À Lilian les tourbillons du désert, à Ambre, le tour des sommets de l’Annapurna au Népal, à la fin de l’année. Gravir des montagnes ne fait pas peur à Laurence Klein. Métaphoriquement, c’est ce qu’elle a fait toute sa vie, soutenue aussi bien par sa famille que par des sportifs mais aussi des personnalités locales qui lui ont permis d’arriver aux sommets. « Si j’ai pu m’entrainer tout en travaillant, c’est aussi parce que j’ai obtenu d’Arnaud Robinet et Catherine Vautrin l’octroi de la Convention d’insertion professionnelle (CIP) qui définit un aménagement du temps de travail pour allier carrière professionnelle et pratique du sport à haut-niveau. »

Création de son entreprise

En 2012, nouveau défi. Professionnel cette-fois. Exit le salariat, elle se lance dans la création d’entreprise avec 100% Sport Business, une société de force de vente supplétive et mutualisée. Là encore, elle franchit les embûches et, avec toute sa ténacité, va chercher les clients en parcourant la France entière. « On travaille avec de très belles enseignes, Lactalis pour la nutrition sportive, Decathlon, Coros pour les montres GPS, Theragun pour les pistolets sportifs ou encore Eminence, la marque de sous-vêtement d’Adidas. » Adidas qui lui est fidèle depuis 25 ans comme sponsor et dans le rôle d’ambassadrice que la marque lui confie sur certains événements.

« Comme cheffe d’entreprise, je vais à la rencontre des centrales d’achat pour aider les commerciaux à développer leur business, je m’entoure de commerciaux qui sont aussi des sportifs, avec cette connaissance très spécifique.
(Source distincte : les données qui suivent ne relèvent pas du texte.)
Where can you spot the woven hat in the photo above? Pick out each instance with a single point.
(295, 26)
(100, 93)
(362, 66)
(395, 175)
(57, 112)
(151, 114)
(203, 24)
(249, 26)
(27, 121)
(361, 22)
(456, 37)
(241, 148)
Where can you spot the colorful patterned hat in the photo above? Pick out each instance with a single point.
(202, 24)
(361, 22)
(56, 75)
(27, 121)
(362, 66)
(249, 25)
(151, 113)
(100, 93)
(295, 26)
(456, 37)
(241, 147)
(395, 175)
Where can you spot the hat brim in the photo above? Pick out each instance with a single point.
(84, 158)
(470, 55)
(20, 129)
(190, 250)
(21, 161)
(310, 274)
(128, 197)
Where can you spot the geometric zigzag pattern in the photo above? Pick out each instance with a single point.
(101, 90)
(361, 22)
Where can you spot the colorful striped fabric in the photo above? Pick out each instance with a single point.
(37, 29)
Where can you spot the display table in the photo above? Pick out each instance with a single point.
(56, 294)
C’est notre marque de fabrique et c’est aussi pour cela que nos clients nous font confiance. »

Aujourd’hui à Châlons, hier à Bayonne et demain à Cognac, Laurence Klein parcourt la France avec toujours autant d’énergie. « Je vis à travers les rêves que je me suis fixés, je coche les cases. » Parmi elles, l’ascension du Kilimandjaro en 2020 qui donnera un court-métrage, « le rêve de plus ». Mais après les 6 000 mètres, que souhaite-t-elle de plus ?

« J’aimerais passer les 7 000 et continuer à courir le plus longtemps possible. Il y a des personnes qui courent jusqu’à 80 ans, je ne souhaite pas m’arrêter maintenant. C’est ma façon de vivre. Aujourd’hui, je m’attache toutefois plus à la transmission, la passation de mes savoirs, en tant que coach pour les 100 km, le Marathon des Sables mais aussi les prochains championnats du monde en Inde au mois de décembre. » 2024, année des grands voyages… et toujours avec ses quatre piliers, « la famille, le sport, le professionnel et l’émotionnel ». Adepte de la formule, « on ne saute pas un précipice en deux fois », Laurence Klein n’hésite pas à se lancer des défis.

Et comme pour récompenser une carrière et une philosophie de vie, elle s’élancera le 30 juin prochain avec la flamme olympique pour un bout de parcours, en écho à cette flamme intérieure, qui continue de la faire courir, encore et toujours.